Pour tenir ce rythme très lent malgré tous les obstacles psychologiques que je viens d’énumérer, il faut avoir deux choses bien en tête:
- La facilité des premiers jours est trompeuse
Comme je vous l’ai dit, les premiers paysages sont très plats dans le désert, ce qui rend la marche étonnamment facile. D’autre part le corps, s’il n’est pas encore aguerri, n’est pas non plus usé par la répétition des jours de marche. En d’autres termes on se sent en grande forme. La combinaison de ces deux facteurs fait qu’on a tendance à avancer au rythme d’une promenade dominicale. Mais cette fausse impression de facilité est un piège: même si vous ne vous blessez pas dans les premières journées, même si vous ne sentez pas de courbatures, le stress auquel vous soumettez votre corps en démarrant trop vite prépare le terrain pour des blessures qui apparaitront très rapidement, et qui seront d’autant plus difficile à soigner que vous le ferez tard. - Vous reverrez les mêmes personnes souvent…
… même si elles ont pris de l’avance sur vous (et vice-versa).

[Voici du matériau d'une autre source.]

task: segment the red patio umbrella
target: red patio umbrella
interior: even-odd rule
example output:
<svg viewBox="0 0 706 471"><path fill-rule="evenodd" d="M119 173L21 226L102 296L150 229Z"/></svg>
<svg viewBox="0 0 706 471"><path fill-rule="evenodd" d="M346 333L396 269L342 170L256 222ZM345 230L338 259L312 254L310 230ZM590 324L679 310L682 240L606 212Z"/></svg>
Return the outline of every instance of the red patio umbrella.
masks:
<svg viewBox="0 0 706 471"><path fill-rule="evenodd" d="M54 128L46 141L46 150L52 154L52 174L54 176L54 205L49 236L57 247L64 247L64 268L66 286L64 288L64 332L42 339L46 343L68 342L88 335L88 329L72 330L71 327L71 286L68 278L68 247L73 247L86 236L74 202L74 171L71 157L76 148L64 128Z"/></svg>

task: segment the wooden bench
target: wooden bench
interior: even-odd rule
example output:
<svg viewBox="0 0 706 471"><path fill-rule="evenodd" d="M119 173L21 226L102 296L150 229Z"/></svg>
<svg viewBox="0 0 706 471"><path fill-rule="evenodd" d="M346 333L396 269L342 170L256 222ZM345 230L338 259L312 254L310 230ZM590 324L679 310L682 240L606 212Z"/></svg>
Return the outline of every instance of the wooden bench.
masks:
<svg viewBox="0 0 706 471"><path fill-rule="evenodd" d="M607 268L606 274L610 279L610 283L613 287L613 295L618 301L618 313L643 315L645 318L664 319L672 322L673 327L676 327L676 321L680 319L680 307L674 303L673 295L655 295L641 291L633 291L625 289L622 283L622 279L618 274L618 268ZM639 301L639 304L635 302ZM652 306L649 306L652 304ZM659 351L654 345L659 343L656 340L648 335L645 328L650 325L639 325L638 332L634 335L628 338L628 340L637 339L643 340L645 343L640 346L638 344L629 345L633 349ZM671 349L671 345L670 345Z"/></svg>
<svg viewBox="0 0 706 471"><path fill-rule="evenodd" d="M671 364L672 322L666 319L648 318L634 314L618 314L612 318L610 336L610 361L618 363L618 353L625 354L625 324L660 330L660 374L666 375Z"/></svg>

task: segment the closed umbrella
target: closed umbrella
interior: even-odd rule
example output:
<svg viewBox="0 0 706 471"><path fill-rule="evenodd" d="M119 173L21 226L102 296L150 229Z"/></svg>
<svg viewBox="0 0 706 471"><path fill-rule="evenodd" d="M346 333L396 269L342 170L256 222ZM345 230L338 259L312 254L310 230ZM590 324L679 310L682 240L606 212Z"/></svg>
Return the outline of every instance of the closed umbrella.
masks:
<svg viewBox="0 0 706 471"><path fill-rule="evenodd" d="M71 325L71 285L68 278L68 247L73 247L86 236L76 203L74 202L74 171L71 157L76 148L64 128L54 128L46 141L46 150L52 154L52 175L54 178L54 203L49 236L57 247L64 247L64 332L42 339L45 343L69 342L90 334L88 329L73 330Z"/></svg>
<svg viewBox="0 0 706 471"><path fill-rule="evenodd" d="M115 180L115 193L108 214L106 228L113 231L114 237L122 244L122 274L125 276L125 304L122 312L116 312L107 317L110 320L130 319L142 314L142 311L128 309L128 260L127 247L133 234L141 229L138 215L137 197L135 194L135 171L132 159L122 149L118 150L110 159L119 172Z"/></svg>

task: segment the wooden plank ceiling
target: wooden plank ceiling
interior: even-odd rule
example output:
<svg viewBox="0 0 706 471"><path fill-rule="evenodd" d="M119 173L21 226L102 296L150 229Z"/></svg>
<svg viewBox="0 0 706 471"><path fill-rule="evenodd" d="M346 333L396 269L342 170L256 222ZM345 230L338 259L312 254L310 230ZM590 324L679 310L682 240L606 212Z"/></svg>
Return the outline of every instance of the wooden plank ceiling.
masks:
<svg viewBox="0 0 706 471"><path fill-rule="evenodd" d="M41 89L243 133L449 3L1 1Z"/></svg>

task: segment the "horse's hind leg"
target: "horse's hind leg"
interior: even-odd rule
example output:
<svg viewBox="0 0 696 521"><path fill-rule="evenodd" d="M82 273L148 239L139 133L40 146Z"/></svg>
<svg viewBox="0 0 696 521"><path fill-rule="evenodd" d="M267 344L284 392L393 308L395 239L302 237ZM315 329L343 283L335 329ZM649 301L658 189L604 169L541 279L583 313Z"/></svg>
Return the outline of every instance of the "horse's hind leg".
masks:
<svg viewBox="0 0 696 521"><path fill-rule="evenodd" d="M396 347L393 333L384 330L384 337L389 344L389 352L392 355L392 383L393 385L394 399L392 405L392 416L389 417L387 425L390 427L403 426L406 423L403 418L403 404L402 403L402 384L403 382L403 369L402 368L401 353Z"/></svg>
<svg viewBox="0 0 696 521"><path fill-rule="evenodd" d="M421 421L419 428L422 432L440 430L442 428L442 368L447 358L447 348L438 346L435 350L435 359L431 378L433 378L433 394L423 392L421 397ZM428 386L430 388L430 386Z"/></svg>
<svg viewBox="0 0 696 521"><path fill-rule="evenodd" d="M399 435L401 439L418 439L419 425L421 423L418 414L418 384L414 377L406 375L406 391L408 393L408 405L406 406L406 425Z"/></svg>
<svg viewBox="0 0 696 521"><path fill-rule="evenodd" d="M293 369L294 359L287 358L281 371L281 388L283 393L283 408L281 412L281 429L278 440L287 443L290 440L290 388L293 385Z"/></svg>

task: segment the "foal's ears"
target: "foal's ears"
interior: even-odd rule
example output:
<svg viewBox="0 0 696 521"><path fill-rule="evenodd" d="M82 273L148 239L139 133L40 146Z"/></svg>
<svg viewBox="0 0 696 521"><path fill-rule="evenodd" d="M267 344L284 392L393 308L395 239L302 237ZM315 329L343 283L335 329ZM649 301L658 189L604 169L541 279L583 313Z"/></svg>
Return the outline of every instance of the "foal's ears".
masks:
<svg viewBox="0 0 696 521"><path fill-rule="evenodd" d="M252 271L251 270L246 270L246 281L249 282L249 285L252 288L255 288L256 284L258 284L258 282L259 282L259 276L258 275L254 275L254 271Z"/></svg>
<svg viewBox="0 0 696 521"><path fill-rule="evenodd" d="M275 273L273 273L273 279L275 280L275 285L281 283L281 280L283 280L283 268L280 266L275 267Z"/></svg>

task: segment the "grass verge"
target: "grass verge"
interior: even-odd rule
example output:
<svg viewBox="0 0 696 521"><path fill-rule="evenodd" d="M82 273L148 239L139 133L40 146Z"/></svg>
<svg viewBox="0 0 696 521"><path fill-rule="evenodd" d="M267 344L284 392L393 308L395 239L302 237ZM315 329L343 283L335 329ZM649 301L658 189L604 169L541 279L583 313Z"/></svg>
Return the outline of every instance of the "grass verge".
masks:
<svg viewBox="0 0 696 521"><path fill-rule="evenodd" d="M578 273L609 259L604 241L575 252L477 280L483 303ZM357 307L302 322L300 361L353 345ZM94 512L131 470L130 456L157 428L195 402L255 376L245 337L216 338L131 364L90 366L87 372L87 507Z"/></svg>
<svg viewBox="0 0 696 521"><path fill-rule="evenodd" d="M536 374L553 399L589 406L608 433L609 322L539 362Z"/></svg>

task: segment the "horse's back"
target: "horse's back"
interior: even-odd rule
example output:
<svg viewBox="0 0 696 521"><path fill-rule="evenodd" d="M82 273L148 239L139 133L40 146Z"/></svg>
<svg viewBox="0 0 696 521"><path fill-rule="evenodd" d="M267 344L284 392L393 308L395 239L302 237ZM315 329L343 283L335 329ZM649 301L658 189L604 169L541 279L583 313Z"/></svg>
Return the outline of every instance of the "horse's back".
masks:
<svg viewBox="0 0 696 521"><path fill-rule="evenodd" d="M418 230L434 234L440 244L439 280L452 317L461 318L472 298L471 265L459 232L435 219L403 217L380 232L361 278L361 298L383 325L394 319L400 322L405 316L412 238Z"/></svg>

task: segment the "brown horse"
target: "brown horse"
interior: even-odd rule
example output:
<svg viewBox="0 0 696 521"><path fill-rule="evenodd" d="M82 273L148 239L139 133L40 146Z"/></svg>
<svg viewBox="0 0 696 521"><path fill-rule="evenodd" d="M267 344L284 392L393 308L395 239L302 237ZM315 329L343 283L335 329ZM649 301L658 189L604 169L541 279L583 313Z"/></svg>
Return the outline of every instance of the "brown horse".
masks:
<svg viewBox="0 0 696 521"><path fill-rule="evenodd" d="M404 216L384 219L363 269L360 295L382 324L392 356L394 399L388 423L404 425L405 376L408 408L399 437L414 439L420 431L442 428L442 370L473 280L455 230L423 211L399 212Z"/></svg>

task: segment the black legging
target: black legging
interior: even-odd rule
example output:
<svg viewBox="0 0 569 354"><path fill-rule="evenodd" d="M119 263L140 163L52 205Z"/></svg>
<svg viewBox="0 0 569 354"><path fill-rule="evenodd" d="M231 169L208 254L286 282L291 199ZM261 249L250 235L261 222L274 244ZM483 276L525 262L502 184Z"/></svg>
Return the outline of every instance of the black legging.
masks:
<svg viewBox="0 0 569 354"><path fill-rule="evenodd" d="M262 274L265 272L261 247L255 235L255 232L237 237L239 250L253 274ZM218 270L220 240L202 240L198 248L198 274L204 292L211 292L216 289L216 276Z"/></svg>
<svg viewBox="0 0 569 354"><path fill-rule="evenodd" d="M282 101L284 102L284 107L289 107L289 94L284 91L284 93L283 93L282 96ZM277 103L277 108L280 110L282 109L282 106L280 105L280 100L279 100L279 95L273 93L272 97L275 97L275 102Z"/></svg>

Le PCT est une transhumance où tout le monde va à peu près au même rythme. En général on marche dans une bulle, une sorte de peloton, dans laquelle on voit au quotidien un certain nombre de personnes. Et puis certains jours on veut abattre de la distance alors on marche fort, d’autres jours au contraire on a envie de prendre son temps et on ralentit la cadence, parfois on s’accorde une demi-journée sur le chemin, comme ça, dans un endroit qu’on aime bien, parfois on aime une ville et on reste deux jours alors qu’on avait prévu d’y passer seulement une soirée, parfois ce sont les bobos ou les blessures qui obligent à ralentir l’allure… et ces changements de cadence font qu’on passe d’une bulle à une autre. On y rencontre des nouvelles têtes, et souvent aussi on y retrouve des ami(e)s qu’on pensait avoir perdu de vue.
Donc ne vous inquiétez pas pour ces amitiés fortes que vous liez au tout début du chemin: vous reverrez les gens que vous avez envie de revoir.
Et ensuite?
A partir de la deuxième semaine votre corps sera acclimaté et vous pourrez vous caler sur votre rythme de croisière. Si vous marchez une moyenne de 18-19 miles par jour dans le désert c’est très bien. Cette cadence suffirait largement pour terminer le PCT dans les temps, mais plus le temps passera et plus votre corps sera aguerri, ce qui vous permettra d’accélérer encore par la suite.
Dans la Haute Sierra le rythme sera forcément un peu plus lent vu les dénivelés quotidiens et les passages de cols, mais vous serez surpris(e) de constater en arrivant en Californie du Nord que votre corps s’est transformé en véritable machine à marcher: les miles défileront sans que vous vous en rendiez compte et, à ce stade, c’est plutôt le plaisir que vous prenez à marcher plus ou moins vite qui dictera votre cadence.
Une fois en Oregon, vous couvrirez 30 miles ou plus par jour sans la moindre difficulté (et je ne parle même pas ici des extra-terrestres qui profitent de cette section complètement plate pour marcher 55-60 miles par jour).